Assessing the Impact of Introducing Mavacamten for the Treatment of Obstructive HCM on the Modelled System and Societal Level Burden in China
Speaker(s)
Bao H1, Jia Y2, Hurst M3, Cheah Z4, Ho M5, Xuan J6
1Sun Yat-sen University, Shanghai, 31, China, 2Bristol-Myers Squibb (China)Investment Co.,Ltd, Shanghai, Shanghai, China, 3Bristol Myers Squibb, Uxbridge, LON, UK, 4OPEN Health, Oxford, OXF, UK, 5OPEN Health Evidence & Access, York, YOR, UK, 6Sun Yat-sen University, Guangzhou, Guangdong, China
Presentation Documents
OBJECTIVES: Obstructive hypertrophic cardiomyopathy (HCM) is rare cardiovascular condition (estimated around ten thousand patients in China), with patients experiencing a high symptomatic burden. This study aims to assess the economic impact of mavacamten (a first-in-class cardiac myosin inhibitor) + beta-blockers or calcium channel blockers (BB/CCBs) versus BB/CCBs monotherapy to patients.
METHODS: A 5-state (New York Heart Association [NYHA] functional class I, II, III, IV, and death) Markov cost-effectiveness model was developed with a Chinese societal perspective. Patients initially enter the model in either NYHA II or III, as per the baseline population of the EXPLORER-CN trial (NCT05174416). During each cycle, patients can transition between different NYHA functional classes, dependent on trial-based transition probabilities and long-term extrapolation assumptions. Patients can reach the death state in each cycle based on all-cause, disease specific and surgical intervention mortality rates. Treatment sequencing is modelled based on clinical guidelines and local clinical insights stratified by NYHA functional class, driven by lack of response, serious adverse events or meeting the criteria for septal reduction therapy (SRT). The model incorporates cost data from healthcare provider surveys and real-world data.

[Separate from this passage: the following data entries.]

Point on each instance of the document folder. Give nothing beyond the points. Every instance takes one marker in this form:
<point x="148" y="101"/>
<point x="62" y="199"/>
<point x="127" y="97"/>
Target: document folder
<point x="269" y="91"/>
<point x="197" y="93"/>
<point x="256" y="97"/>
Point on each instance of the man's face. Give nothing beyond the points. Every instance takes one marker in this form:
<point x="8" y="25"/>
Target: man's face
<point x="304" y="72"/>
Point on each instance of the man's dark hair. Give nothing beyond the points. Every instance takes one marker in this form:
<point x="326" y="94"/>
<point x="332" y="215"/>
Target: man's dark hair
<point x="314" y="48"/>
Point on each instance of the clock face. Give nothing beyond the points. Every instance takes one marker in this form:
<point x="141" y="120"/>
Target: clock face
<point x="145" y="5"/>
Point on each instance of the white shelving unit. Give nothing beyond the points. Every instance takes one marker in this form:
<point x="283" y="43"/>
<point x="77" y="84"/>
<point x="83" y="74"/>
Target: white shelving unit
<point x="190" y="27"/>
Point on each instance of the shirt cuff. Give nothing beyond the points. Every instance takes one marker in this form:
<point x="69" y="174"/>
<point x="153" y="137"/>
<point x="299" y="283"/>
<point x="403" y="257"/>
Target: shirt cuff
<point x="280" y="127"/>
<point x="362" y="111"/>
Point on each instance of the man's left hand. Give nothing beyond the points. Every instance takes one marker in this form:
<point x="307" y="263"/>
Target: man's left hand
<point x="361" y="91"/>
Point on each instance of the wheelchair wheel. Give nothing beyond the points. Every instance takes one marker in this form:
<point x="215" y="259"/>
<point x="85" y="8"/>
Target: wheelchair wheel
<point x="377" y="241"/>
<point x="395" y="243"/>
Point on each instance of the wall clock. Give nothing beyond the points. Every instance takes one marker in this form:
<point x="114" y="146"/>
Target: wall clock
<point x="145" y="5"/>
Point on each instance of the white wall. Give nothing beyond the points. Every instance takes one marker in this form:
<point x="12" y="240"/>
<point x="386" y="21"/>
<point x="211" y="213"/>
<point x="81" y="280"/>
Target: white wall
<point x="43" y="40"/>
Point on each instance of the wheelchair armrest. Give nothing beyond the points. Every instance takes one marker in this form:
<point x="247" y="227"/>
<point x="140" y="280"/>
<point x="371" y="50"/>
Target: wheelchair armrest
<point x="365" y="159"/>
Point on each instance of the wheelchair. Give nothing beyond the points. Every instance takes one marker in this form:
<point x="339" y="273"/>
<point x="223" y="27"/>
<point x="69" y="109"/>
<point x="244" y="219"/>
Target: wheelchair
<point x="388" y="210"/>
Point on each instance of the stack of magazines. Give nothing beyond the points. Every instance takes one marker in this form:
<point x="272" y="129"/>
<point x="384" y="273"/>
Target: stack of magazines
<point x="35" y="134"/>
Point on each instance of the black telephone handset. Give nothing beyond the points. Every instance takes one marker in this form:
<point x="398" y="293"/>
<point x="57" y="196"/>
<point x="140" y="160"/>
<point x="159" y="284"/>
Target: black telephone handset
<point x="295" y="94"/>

RESULTS: Over a lifetime horizon (up to aged 100), patients in the mavacamten + BB/CCBs arm (vs BB/CCB) experienced a larger per-patient cost savings when considering costs of healthcare resources excluding treatment acquisition costs (¥320,683 and ¥835,973, respectively). Additional cost-savings were achieved when considering SRT costs (¥26,952 vs. ¥86,204), terminal care costs (¥6,462 vs. ¥8,585), and total indirect costs (¥127,642 vs. ¥720,284) encompassing caregiver and productivity loss costs.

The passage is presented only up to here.